A well-built split is lossless. It does not re-render or re-compress your pages; it copies the existing page objects — text, vector graphics, embedded fonts, and images — verbatim into the new file. That means a page extracted from a crisp original is exactly as crisp in the output, with no generational quality loss, and the text stays real selectable text rather than becoming a flattened picture. This is worth understanding because it is the opposite of how some "split" tools work by printing pages back to images; those lose searchability and sharpness. Copying page objects keeps everything that made the original useful, which is why splitting and then re-merging the same pages should round-trip back to essentially the document you started with.

One subtlety: metadata and document-level features. The split files inherit the document's metadata (title, author) and generally the relevant fonts, but document-wide structures like a table of contents, form-field calculations that span pages, or bookmarks pointing across the whole document may not survive intact when you carve out a fragment — there is simply no sensible way to keep a bookmark that pointed to a page you left behind. For ordinary documents this is invisible; for complex interactive PDFs, check that anything page-spanning still works in the piece you kept.

Getting page ranges right

Page numbering is where splits most often go wrong, and the cause is almost always the gap between the printed page number and the physical page position.
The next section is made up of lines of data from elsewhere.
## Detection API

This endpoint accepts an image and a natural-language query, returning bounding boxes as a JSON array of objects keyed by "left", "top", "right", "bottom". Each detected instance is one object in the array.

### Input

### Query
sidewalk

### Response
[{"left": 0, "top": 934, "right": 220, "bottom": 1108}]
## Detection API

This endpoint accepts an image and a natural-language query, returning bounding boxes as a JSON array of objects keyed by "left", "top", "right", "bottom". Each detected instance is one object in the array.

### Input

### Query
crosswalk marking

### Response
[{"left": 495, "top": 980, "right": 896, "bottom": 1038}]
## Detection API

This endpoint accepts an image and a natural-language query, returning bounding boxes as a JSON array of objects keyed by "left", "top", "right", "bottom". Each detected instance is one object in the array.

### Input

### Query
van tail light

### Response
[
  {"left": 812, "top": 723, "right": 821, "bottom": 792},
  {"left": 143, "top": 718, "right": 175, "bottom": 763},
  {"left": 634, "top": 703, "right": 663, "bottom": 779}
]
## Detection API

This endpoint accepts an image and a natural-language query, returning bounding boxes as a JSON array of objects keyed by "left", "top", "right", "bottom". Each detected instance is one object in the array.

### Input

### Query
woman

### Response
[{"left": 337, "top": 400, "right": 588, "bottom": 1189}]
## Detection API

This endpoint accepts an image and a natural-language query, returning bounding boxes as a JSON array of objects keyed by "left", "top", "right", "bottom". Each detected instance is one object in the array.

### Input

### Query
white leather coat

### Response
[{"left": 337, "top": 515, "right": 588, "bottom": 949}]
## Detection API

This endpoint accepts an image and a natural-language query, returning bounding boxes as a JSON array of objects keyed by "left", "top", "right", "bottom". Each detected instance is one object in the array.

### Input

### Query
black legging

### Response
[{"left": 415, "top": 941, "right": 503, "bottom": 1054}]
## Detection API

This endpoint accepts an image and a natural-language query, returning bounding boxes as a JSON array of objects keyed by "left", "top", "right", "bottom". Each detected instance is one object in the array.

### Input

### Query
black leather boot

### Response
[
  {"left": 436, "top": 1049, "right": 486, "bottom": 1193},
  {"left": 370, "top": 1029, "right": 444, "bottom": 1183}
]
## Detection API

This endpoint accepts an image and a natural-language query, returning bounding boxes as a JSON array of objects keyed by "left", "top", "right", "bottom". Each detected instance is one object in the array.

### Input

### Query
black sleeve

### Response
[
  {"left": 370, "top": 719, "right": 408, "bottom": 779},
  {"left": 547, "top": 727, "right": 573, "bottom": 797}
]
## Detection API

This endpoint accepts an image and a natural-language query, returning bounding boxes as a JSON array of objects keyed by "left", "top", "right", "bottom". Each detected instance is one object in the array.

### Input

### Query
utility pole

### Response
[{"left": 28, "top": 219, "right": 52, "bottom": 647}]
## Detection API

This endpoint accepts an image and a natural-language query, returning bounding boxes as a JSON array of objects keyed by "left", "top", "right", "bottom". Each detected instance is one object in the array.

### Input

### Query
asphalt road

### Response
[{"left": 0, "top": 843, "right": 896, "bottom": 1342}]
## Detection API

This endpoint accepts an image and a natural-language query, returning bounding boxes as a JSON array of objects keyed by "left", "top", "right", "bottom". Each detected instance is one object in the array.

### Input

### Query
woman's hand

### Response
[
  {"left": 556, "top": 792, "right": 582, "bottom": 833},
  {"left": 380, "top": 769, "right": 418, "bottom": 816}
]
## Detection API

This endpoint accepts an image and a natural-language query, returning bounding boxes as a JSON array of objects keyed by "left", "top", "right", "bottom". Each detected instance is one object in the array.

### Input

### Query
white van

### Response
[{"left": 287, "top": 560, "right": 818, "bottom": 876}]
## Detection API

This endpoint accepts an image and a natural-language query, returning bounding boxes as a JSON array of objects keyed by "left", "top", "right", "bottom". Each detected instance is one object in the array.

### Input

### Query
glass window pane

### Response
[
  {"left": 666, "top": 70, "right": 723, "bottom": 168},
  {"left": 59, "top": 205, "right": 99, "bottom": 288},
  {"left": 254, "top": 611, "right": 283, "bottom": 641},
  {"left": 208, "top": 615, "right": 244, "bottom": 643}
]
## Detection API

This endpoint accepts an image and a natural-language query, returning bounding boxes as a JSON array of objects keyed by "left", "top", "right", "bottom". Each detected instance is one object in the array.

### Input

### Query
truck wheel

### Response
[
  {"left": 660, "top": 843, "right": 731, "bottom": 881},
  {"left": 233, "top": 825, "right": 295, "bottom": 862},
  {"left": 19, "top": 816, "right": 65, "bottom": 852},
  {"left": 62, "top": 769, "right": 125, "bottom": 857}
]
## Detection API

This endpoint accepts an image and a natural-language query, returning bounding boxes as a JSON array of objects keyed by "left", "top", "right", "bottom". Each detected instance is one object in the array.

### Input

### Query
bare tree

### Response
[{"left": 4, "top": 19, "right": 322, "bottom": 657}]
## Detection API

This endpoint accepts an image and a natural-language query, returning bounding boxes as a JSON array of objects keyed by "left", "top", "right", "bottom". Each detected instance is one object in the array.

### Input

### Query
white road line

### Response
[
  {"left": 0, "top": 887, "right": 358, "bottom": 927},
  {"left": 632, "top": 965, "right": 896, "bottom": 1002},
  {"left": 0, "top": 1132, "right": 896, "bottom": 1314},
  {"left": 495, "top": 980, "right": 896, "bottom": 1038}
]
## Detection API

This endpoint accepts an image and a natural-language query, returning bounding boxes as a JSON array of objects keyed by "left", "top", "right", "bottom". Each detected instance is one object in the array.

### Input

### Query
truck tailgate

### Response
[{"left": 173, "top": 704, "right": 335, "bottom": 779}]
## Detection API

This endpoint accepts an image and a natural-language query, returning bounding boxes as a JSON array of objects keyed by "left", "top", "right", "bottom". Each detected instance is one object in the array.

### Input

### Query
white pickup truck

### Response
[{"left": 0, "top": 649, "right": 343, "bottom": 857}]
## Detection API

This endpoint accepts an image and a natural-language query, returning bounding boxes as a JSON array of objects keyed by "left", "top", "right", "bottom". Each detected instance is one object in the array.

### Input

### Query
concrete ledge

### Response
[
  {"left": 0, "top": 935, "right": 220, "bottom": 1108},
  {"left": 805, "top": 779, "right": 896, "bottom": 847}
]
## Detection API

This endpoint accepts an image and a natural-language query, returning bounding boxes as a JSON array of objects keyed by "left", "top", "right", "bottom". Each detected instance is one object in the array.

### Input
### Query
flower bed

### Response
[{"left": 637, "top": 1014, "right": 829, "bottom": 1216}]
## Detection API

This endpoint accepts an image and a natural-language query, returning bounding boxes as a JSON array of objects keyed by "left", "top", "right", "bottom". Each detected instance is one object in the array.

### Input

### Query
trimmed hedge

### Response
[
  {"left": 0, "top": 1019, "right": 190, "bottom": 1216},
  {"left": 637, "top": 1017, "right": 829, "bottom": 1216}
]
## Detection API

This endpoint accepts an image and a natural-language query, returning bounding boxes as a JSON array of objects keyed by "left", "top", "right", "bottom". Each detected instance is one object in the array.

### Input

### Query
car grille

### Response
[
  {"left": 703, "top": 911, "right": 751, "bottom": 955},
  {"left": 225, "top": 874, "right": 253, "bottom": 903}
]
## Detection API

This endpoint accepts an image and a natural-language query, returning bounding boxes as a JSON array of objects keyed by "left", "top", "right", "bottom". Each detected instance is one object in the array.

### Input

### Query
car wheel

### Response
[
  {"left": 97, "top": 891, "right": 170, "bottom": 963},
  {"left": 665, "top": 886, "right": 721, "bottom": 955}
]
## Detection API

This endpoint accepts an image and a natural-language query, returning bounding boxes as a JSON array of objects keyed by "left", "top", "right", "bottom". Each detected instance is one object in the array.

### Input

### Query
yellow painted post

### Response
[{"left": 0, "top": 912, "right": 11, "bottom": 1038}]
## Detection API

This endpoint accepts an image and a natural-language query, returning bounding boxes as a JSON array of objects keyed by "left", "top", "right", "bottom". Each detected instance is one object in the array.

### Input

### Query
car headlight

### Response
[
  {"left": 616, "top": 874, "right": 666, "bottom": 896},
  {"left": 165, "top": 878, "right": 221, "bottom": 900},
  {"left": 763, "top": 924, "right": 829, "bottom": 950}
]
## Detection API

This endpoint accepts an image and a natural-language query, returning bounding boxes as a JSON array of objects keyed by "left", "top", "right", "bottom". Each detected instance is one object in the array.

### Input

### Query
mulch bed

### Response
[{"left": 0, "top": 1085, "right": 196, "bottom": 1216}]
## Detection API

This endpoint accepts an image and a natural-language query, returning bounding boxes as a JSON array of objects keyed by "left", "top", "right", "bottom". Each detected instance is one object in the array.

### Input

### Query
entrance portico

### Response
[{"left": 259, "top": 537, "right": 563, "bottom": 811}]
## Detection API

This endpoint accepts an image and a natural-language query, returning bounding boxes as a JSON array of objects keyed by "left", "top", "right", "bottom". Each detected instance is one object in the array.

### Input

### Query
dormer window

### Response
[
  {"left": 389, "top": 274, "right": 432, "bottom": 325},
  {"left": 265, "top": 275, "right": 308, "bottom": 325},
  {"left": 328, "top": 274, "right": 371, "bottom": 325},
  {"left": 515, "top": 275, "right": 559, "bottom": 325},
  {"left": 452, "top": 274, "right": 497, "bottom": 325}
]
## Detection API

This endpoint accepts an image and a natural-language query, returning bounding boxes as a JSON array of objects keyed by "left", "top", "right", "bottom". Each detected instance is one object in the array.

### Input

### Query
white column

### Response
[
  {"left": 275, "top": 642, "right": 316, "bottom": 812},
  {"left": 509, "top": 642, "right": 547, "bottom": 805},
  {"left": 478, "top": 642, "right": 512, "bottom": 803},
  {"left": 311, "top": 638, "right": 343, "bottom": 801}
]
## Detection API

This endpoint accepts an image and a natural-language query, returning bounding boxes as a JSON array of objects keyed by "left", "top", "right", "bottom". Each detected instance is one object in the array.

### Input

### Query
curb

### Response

A report whose first page of body text is labelled "1" may actually be the third sheet in the file because of a cover and a contents page. The tool counts physical pages from the start of the file, so "extract page 1" means the very first sheet, cover and all — not the page printed with a "1". Before splitting a long document, scroll to confirm the physical position of what you want. When specifying a range, remember it is inclusive on both ends: pages 5 to 9 gives you five pages (5, 6, 7, 8, 9), a fence-post detail that trips people into grabbing one page too few or too many.

Where split fits with the other PDF tools

Splitting is rarely the whole job; it is usually one move in a small workflow. A frequent pattern is split, then recombine: pull the pages you want out of two different documents and merge them into a new one in the right order — exactly how you assemble a signature page from one file with the body of another. Another is split, then shrink: extract the section you need and run it through PDF compress, since a five-page extract emails far more easily than the eighty-page original it came from. And if a page you have extracted needs editing — a date filled in, a signature added — hand it to the PDF editor once it is on its own. Thinking of split as the "isolate the part I care about" step, with merge, compress, and edit as the follow-ups, makes the whole PDF toolkit click together.

Privacy and the practical close

Because splitting frequently involves sensitive documents — statements, contracts, medical forms — what happens to your upload matters. Your file is processed for the duration of the request and then discarded; it is not stored, indexed, or retained after you download the result. That said, the pieces you create inherit the original's metadata, so if you are extracting one page of a confidential document to send onward, consider that the author name and creation details ride along with it. For the common cases, though — one statement out of twelve, one form out of a packet, even-sized chunks to beat an upload limit — splitting is the fast, lossless way to get exactly the pages you need and nothing you do not.